Аннотации:
This work is devoted to the study and solution of the problems of modeling
complex objects on the example of the atmospheric block of the primary oil refining
unit, associated with the deficit and fuzziness of the necessary initial information. Since
many real technological objects of oil refining and other industries are often characterized
by a deficit and fuzziness of the necessary information for their study, modeling, and
optimization, this work allows solving an urgent scientific and practical problem. An
effective method has been proposed that allows, based on a system approach, expert
assessment methods, theories of fuzzy sets, and available information of various natures
to develop hybrid models of complex objects in conditions of deficiency and fuzzy initial
information. Based on the proposed hybrid method and available statistical and fuzzy
information, effective hybrid models of atmospheric block columns of the primary oil
refining unit were developed.

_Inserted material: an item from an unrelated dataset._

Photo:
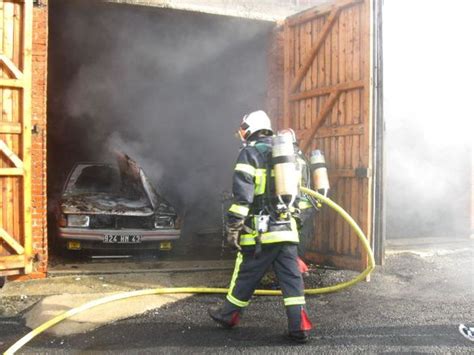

In this case, statistical models were developed based on
experimental and statistical data. With crisp input, mode parameters, and fuzzy output
parameters, atmospheric block fuzzy models based on the proposed method, determining
the quality of the manufactured products, were developed. Moreover, with the fuzzy
input, mode, and output parameters of the atmospheric block columns, linguistic models
based on the methods of expert assessments, logical rules of conditional inference, and the
proposed method, assessing the quality of the produced gasoline, were developed. The
linguistic models developed in Fuzzy Logic Toolbox allow for the assessment of the quality
of gasoline from the atmospheric block depending on the content of chloride salts and
the mass fraction of sulfur in the raw material. The results obtained using the proposed
modeling method show their advantages in comparison with known modeling methods.